The New York Botanical Garden will recreate the world-famous garden of Mexican painter Frida Kahlo. The exhibit, entitled “Frida Kahlo’s Garden,” “will include not only rarely seen paintings by Kahlo but also a recreation of her studio and garden at Casa Azul in the Coyoacán neighborhood of Mexico City, where she lived for many years and where she died in 1954,” The New York Times reports.
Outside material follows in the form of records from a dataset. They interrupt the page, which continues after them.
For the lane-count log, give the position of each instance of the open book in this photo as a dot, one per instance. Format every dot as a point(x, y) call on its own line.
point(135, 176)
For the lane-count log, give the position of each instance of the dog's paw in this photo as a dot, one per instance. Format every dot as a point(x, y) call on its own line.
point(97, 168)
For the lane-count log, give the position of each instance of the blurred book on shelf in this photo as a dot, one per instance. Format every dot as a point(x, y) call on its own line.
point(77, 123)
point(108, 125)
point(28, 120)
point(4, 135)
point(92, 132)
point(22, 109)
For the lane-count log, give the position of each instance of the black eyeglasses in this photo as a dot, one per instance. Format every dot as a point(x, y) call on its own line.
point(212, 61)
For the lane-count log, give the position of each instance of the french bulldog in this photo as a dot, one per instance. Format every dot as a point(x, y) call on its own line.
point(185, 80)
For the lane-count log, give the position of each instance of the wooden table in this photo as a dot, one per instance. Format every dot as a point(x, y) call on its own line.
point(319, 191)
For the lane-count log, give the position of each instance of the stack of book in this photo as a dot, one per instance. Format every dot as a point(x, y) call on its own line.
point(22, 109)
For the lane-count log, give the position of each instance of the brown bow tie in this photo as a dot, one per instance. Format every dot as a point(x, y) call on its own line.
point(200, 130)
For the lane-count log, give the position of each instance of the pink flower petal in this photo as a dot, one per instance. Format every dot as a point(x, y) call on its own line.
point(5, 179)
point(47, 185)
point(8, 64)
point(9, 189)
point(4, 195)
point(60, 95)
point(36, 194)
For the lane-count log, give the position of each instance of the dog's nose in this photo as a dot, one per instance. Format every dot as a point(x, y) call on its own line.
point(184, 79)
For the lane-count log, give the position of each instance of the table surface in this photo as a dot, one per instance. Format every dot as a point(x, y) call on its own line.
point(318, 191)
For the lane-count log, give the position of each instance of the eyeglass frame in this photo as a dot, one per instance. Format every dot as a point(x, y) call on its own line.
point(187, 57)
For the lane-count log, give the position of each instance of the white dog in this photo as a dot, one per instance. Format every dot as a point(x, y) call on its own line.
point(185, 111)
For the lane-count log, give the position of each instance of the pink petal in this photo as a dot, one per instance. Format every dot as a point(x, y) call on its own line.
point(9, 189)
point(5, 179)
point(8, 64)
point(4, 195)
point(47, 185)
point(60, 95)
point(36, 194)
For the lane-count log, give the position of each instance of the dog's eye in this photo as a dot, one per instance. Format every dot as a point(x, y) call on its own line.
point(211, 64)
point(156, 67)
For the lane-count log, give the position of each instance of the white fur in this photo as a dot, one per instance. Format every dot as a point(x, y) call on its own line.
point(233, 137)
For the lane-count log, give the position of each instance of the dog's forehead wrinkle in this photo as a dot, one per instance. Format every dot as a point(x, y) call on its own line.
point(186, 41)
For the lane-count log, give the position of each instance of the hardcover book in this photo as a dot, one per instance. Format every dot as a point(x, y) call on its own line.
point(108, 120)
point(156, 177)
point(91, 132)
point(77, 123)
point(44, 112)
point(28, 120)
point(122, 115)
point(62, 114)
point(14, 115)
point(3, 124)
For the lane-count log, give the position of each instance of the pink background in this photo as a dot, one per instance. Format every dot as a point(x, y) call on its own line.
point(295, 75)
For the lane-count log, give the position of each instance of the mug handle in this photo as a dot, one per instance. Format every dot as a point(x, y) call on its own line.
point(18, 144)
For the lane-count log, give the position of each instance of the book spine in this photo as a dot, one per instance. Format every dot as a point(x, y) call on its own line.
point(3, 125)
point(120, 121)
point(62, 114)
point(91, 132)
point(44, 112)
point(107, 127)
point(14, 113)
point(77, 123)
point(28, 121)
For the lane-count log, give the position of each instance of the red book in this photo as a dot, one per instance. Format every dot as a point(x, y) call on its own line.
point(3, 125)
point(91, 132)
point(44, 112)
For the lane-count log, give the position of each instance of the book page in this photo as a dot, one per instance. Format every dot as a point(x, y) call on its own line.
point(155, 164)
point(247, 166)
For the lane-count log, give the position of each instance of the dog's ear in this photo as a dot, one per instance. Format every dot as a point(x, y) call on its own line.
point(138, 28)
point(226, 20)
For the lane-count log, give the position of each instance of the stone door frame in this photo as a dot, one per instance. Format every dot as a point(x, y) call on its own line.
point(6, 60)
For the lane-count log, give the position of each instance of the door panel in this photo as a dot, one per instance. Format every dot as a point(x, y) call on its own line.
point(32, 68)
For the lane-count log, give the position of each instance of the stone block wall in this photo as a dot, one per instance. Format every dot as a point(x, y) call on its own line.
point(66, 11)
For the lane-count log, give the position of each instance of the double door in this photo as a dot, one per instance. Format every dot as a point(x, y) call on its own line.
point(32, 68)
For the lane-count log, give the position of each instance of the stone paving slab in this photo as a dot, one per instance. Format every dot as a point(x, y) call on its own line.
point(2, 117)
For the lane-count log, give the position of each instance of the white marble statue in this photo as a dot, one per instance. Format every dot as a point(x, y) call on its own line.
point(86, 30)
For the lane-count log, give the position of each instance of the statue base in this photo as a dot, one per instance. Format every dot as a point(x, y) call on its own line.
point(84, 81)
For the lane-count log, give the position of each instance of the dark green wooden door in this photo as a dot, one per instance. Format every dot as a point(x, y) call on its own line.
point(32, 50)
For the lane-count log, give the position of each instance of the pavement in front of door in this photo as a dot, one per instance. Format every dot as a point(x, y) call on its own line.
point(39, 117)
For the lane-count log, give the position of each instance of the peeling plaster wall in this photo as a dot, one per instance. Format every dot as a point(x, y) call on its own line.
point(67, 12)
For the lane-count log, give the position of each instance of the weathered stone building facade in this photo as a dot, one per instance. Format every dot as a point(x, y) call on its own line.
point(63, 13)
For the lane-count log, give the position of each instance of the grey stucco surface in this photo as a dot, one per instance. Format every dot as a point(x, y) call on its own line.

The exhibit is highly anticipated, thanks to Kahlo’s penchant for vivid, colorful flowers. “I paint flowers so they will not die,” the painter famously said. True to her word, many of her paintings feature brightly-colored roots, tendrils, flowers, cactus fruit, and even watermelon. Over the years, Kahlo’s garden and paintings have inspired people all over the world. Bright flowers honor Kahlo’s legacy and easily help homeowners or renters stand apart from their neighbors.
This is not the first time The New York Botanical Garden has paid homage to artists whose works focus on nature. Past exhibits celebrated the pursuits of French impressionist Claude Monet and sculptural artist Henry Moore.
The exhibit, with its terra-cotta pots, lava rock paths, brightly-colored flowers, and Coyoacán street market opened on May 16. It will run until November 1.